Get a realistic handle on the risk:

Let’s say you’re about to cross the street when you hear a blaring bus horn. Instinctively, you leap back to safety on the sidewalk, often before you’re aware of having a conscious thought. This is the part of your brain called the amygdala, the source of the instinctive “fight or flight” response, in action. Just as our ancestors learned that the roar of a saber tooth tiger spelled bad news, you’ve learned, over time, that the roar of a bus could result in you getting pancaked. Your fear—and your response to it—is appropriate.

Now let’s say that based on this incident, you conclude that walking across the street is unsafe under any conditions. You’re just not going to do it, ever again. Your fear of being hit by a bus has gone off the charts, and is no longer a proportionate response to the potential threat. You’ve crossed the line from fear into phobia.

Figure out you’re really afraid of—and why:

“I’m afraid of being at home alone,” says Beth. If you ask her why, she’ll tell you she’s worried about break-ins, or rapists, or a house fire, or falling and being unable to summon help. If those were her actual fears, there are steps she could take to minimize risk: security precautions, neighborhood watches, smoke detectors, one of those things you wear around your neck that summon emergency help.

But that’s not what really scares Beth. What she’s afraid of is feeling lonely. It might help Beth to ask herself what she is making being alone mean: that she is and will forever remain unlovable? That she is not competent at self-care, or strong enough to emotionally sustain herself?
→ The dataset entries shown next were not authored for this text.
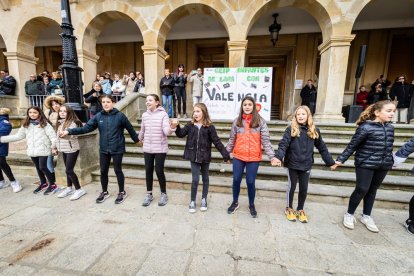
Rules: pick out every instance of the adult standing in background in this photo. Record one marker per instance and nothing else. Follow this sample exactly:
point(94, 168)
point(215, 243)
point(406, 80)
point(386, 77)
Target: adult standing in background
point(308, 95)
point(401, 91)
point(197, 79)
point(180, 80)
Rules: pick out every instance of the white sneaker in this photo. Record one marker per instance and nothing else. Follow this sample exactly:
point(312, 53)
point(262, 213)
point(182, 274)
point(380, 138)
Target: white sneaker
point(67, 191)
point(16, 186)
point(349, 221)
point(369, 223)
point(3, 184)
point(78, 194)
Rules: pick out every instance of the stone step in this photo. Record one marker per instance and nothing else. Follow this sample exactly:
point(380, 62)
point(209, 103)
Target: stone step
point(137, 152)
point(276, 189)
point(332, 178)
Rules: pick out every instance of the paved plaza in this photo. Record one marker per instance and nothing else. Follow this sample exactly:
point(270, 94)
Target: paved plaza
point(45, 235)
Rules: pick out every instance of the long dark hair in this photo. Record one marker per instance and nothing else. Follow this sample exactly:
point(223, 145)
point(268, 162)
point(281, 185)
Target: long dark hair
point(255, 122)
point(369, 112)
point(42, 118)
point(70, 118)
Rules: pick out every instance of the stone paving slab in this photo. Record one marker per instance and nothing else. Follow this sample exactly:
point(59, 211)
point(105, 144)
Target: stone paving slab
point(45, 235)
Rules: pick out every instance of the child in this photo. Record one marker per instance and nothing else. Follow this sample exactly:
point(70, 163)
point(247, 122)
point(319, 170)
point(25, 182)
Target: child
point(5, 129)
point(400, 156)
point(70, 150)
point(200, 134)
point(373, 141)
point(296, 148)
point(41, 139)
point(111, 124)
point(155, 127)
point(249, 133)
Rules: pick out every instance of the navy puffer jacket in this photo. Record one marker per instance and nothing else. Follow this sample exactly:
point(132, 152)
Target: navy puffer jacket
point(373, 144)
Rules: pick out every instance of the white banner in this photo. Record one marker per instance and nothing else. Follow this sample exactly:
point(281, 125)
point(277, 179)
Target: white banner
point(224, 89)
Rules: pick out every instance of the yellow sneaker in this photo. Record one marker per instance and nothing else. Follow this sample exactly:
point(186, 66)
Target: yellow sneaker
point(290, 214)
point(302, 216)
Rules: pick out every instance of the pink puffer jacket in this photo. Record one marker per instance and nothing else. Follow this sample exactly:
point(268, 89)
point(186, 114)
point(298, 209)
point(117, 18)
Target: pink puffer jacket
point(155, 127)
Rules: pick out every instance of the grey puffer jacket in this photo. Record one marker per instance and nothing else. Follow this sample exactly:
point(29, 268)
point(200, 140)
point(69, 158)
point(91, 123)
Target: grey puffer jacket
point(373, 143)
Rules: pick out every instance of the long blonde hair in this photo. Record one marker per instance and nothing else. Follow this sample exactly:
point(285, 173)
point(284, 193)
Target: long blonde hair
point(295, 132)
point(369, 112)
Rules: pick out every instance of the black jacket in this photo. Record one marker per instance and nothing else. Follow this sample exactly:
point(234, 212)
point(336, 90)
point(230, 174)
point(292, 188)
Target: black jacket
point(8, 86)
point(166, 86)
point(96, 105)
point(111, 127)
point(198, 145)
point(308, 95)
point(298, 151)
point(373, 144)
point(403, 92)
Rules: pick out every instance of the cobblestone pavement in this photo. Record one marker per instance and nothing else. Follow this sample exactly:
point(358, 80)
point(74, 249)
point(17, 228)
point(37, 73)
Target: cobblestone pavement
point(45, 235)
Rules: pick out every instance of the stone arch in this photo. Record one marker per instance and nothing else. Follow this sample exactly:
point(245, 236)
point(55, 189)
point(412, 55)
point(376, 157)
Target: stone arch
point(29, 33)
point(175, 12)
point(101, 15)
point(313, 7)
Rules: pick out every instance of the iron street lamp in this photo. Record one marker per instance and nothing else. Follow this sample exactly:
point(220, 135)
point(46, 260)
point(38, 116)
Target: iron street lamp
point(71, 72)
point(274, 30)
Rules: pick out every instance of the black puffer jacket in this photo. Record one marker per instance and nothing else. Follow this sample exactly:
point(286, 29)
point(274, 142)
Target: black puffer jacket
point(111, 127)
point(373, 144)
point(298, 151)
point(198, 145)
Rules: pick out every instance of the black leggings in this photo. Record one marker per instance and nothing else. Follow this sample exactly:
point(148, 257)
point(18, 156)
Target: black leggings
point(293, 177)
point(367, 183)
point(4, 167)
point(105, 161)
point(180, 93)
point(159, 159)
point(42, 171)
point(69, 159)
point(195, 171)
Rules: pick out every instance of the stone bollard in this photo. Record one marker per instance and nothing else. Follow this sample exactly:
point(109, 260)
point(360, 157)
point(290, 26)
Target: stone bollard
point(88, 160)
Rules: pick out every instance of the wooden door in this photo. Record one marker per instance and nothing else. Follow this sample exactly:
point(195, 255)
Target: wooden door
point(278, 63)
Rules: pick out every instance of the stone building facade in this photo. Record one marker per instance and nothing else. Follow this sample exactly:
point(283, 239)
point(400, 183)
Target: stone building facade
point(329, 52)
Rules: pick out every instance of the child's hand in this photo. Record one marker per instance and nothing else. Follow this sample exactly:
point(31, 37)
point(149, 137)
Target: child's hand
point(337, 163)
point(174, 123)
point(275, 162)
point(63, 133)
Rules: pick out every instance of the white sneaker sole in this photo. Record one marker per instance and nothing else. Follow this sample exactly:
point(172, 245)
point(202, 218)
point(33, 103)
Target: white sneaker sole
point(374, 230)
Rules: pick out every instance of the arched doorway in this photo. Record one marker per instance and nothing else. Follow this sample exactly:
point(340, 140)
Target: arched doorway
point(295, 58)
point(196, 36)
point(116, 40)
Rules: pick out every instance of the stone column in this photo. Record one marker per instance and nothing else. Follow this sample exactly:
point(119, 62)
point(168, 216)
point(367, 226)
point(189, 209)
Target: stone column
point(237, 53)
point(332, 73)
point(154, 64)
point(20, 67)
point(88, 62)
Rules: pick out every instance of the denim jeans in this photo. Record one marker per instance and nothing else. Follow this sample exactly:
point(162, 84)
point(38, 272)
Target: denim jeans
point(251, 172)
point(167, 104)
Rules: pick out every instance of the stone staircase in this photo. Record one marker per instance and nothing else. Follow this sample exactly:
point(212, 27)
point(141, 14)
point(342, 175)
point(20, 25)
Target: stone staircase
point(325, 185)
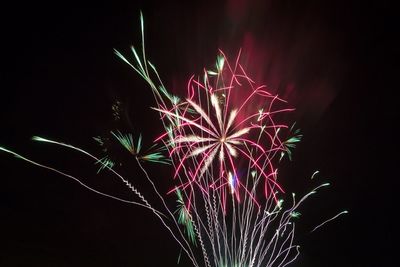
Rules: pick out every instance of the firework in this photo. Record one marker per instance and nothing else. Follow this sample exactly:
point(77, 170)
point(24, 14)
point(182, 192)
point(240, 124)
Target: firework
point(224, 139)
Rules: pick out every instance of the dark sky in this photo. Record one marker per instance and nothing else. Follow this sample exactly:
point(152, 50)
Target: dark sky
point(333, 60)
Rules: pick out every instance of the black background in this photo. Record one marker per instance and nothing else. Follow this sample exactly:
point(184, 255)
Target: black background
point(59, 78)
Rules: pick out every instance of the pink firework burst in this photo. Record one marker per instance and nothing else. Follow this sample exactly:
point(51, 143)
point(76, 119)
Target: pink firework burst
point(224, 137)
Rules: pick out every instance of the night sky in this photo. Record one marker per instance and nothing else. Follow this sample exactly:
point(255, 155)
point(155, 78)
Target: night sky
point(332, 60)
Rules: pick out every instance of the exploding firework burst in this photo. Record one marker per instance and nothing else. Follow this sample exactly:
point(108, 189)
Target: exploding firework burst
point(224, 140)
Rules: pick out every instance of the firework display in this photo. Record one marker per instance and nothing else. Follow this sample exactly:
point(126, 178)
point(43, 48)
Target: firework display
point(224, 138)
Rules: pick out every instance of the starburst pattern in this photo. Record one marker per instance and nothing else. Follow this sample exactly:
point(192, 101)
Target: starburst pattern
point(226, 122)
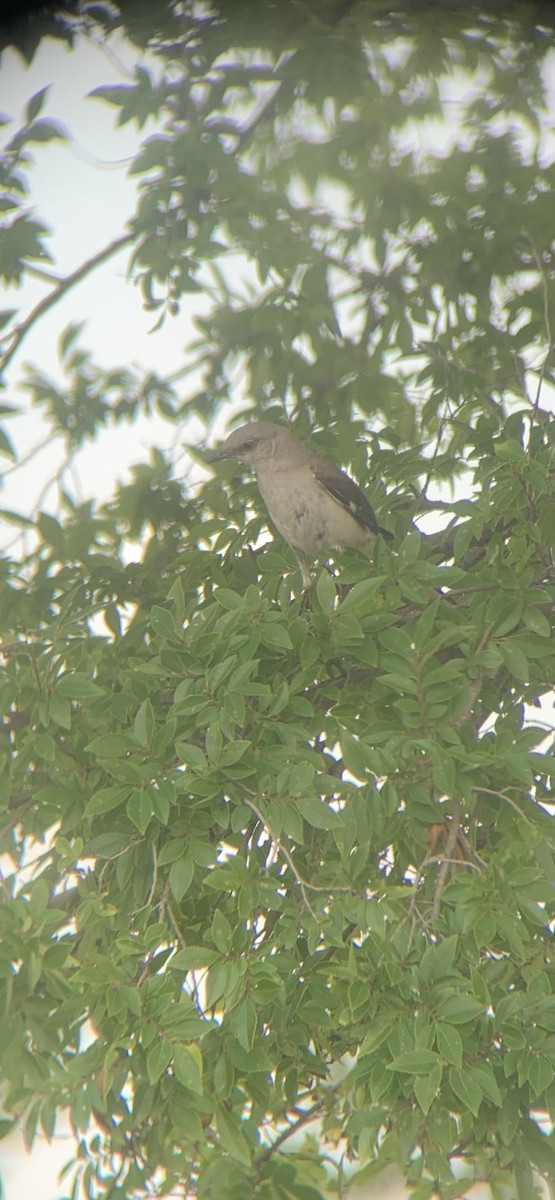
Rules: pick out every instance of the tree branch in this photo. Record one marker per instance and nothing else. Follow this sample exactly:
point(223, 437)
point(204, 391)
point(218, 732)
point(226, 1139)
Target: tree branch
point(57, 293)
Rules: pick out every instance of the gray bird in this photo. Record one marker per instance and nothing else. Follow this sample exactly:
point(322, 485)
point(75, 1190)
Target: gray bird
point(314, 504)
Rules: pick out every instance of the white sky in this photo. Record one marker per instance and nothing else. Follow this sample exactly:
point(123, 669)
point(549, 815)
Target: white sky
point(83, 193)
point(81, 190)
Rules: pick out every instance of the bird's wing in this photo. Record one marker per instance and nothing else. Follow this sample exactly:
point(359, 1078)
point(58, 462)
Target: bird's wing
point(347, 493)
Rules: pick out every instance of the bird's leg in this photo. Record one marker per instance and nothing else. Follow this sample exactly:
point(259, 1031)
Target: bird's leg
point(304, 570)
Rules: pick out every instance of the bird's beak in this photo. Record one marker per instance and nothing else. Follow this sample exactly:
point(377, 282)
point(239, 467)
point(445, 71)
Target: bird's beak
point(216, 455)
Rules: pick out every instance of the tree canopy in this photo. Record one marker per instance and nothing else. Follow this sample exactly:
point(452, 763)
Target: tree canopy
point(279, 900)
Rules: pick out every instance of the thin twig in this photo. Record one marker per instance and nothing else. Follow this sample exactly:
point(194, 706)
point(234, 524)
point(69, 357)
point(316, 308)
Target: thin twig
point(60, 289)
point(501, 796)
point(545, 319)
point(285, 853)
point(442, 874)
point(304, 1119)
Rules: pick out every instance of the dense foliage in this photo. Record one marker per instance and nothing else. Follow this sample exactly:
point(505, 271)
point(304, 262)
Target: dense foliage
point(288, 915)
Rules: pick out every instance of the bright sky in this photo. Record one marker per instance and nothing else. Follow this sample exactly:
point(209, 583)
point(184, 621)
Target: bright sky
point(82, 191)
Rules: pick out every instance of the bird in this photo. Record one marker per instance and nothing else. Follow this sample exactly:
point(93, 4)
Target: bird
point(314, 504)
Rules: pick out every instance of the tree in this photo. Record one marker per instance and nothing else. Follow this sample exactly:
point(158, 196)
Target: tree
point(296, 879)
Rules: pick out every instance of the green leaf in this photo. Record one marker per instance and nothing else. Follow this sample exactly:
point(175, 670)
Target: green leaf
point(459, 1009)
point(231, 1137)
point(465, 1089)
point(144, 724)
point(275, 636)
point(326, 592)
point(139, 810)
point(317, 813)
point(358, 599)
point(449, 1044)
point(157, 1059)
point(416, 1062)
point(180, 876)
point(105, 801)
point(221, 933)
point(188, 1068)
point(427, 1087)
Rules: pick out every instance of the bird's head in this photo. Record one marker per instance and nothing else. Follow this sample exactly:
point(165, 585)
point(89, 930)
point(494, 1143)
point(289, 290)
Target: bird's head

What Beth needs to do is to acknowledge what it is she’s really afraid of, and then face that fear square in the face. Beth might go through some uncomfortable feelings at first, but feelings have beginnings, middles, and, thankfully, ends. Once Beth comes out the other side of her fear and she has not ceased to exist, it will have less power over her the next time.

Retrain your brain:

Jack is afraid of public speaking. He’s worried that he’ll stutter, that he’ll sound stupid, that he’ll develop flop-sweat, or that, worst of all, he’ll simply freeze up like a deer in the headlights. His fear is costing him at work, where peers who make compelling speeches at industry functions are moving up the corporate ladder.

In Jack’s case, he needs to teach his brain—the amygdala, remember?—that public speaking is not a risk equivalent, say, to playing Russian roulette. If Jack started out small—making speeches to his mirror, his family, trusted friends, a Toastmaster’s chapter—he would learn through small successes that stepping outside his comfort zone is worth the potential risks. In time, he would no longer perceive public speaking as a frightening experience.

Be willing to fail:

Many of our fears can be boiled down to one essential, core fear: fear of taking a risk and falling flat on our faces. Ask yourself: what’s really at risk here? You might not get that job you want. You might not get the girl or guy. You might not win this particular battle. You might look stupid. You might make a mistake. In really rare circumstances, without sufficient safety precautions, you might die.

Weigh what you want against the potential consequence. is it worth it? Can you reduce the risk, so it’s at an acceptable level? More importantly, can you fail, and still be okay?

Look at it this way: around about 11–12 months old, most of us pulled ourselves up on plump, wobbly legs, took an unsteady first step, and promptly fell back down on our Pampered butts. If we had said to ourselves, “Well, that really sucked! I’m never doing that again!”, we’d all still be crawling.

Before we could even form complete sentences, we knew how to take risks. We knew that what we wanted—autonomy!—mobility!—that shiny glass globe over there Mommy won’t let us touch!—was worth the risk of falling down.

Fear is a thought. Fear is a tool. You can use it to keep you physically safe from harm. Or you can allow it to hobble you and keep you from having the life you say you want and being the person you want to be.

The cool thing is, you get to choose. Free will. It’s a beautiful thing.